大ヒットアニメ『赤ずきんチャチャ』 玩具事情で「大幅改変」されても名作になったワケ
マグミクス / 2020年10月25日 14時10分
■「少女マンガのアニメ化」促進したオモチャ事情
1990年代から、少女マンガのアニメ化が多くなりました。それには「週刊少年ジャンプ」のメディア戦略によるアニメ化成功の影響が少なからずあったと思われます。順調にアニメ化されて知名度が上がっていった少女マンガでしたが、ひとつだけ原作マンガとストーリー展開が大きく変わったものがありました。1994年1月7日からテレビ東京系列で放送開始した、『赤ずきんチャチャ』です。
筆者がマンガ『赤ずきんチャチャ』を知ったのは、連載されていた月刊誌「りぼん」を妹が定期購読していたからです。男性にとって少女マンガは苦手なところもありますが、ギャグマンガには男女の違いはあまり感じられませんでした。
ですから、後に国民的アニメとなるさくらももこ先生の『ちびまる子ちゃん』、実写ドラマ化された『お父さんは心配性』の岡田あーみん先生のギャグセンスには注目していました。
そんな時、彩花みん先生の『赤ずきんチャチャ』の連載が始まり、一瞬にして心奪われました。どれくらいファンになったかというと、筆無精な私がファンレターを送ったほどです(ちなみに、他の漫画家先生には送ったことはありません)。
そんなわけで、アニメ化の情報が発表されたときは大喜びでしたが、情報が解禁されて不安に思うことがあったのです。それは、番組紹介に書かれた「マジカルプリンセスに変身」でした。その意味不明な一文を不安に思ったものです。
このアニメオリジナル展開はスポンサーの意向でした。
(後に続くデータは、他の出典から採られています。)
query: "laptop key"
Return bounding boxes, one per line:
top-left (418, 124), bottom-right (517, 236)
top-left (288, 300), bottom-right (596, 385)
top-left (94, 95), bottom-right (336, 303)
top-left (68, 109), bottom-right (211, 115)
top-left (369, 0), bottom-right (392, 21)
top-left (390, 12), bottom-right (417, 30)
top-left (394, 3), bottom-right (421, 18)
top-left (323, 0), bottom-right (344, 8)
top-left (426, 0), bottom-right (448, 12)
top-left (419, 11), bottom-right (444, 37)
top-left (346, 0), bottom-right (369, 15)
当時、女児向けオモチャとあわせてヒットしていたアニメ作品『美少女戦士セーラームーン』の影響で、バトル要素を盛り込みたかったのでしょう。
もともと少女マンガのアニメ化でネックとなっていたのが、メインスポンサーとなる玩具メーカーで販売するオモチャでした。
最初はあまりセールスが期待されていなかった『ちびまる子ちゃん』でしたが、バッジや小物などがヒット商品となっていました。このヒットが少女マンガのアニメ化が進んだ理由のひとつでもあります。しかし、少女マンガではオモチャにできるようなアイテムは少なく、逆にオモチャをアイテムとして作品に出すという方法が行われました。
この方法は、少女マンガがアニメ化される際の定番となり、後の少女マンガ原作のアニメ作品でもよく行われるようになります。みなさんも登場人物たちの持っている小道具がオモチャと一緒だと思ったこと、ありますよね?
■「オリジナル展開」への不安を吹き飛ばした、プロの仕事
こうして、マンガとは違った物語になるかと思った『赤ずきんチャチャ』でしたが、その不安はすぐに吹き飛びました。それは、原作マンガの流れ通りにギャグの連発だったからです。
てっきりバトルものの要素が強くなるかと思ったのですが、そんなことはありませんでした。しかも、マジカルプリンセスの変身バンクシーンから必殺技バンクシーンまでの流れは、『水戸黄門』でいう印籠が出てくる形式美のパターンを思わせる、物語の流れを壊さない絶妙なものだったのです。
たいへん優秀なアニメスタッフたちが、原作マンガへのリスペクトを込めて制作したことがわかる、クオリティの高さが光る作品でした。むしろ、アニメオリジナルのギャグの方がハチャメチャだった時があったくらいです。
その評判は瞬(またた)く間にアニメファンの目に留まり、放送前はあまり評判にならなかった作品だったにもかかわらず、アニメ雑誌の紙面で特集されることが増えていきます。
オモチャのセールスも好評でした。その結果、最終的には放送も半年ほど延長されて約1年半、全74話が放映されました。しかも放送終了後半年ほどでOVA(オリジナルビデオアニメ)が3巻発売されています。これは、それだけの人気があったアニメ作品だったという証明だったと思います。
追記することは原作マンガにもあります。アニメオリジナルキャラだったはずのキャラが、その後の原作で登場していることです。
アニメでは強敵として登場し、ギャグ要素のなかったしいねちゃんの父親アクセルですが、原作マンガではしいねちゃんが好き過ぎて騒動のもとになるトラブルメーカーとして描かれています。
また、マンガオリジナルキャラの大魔王の息子の平八が、魔王の仕事をするときに着替えるコスチュームがアニメ版大魔王となっています。もちろんギャグ演出です。
このように、原作とアニメが異なる方向に進みながらも、それぞれをリスペクトして双方を際立たせた『赤ずきんチャチャ』は、原作とアニメどちらも甲乙付けがたい名作だったと思います。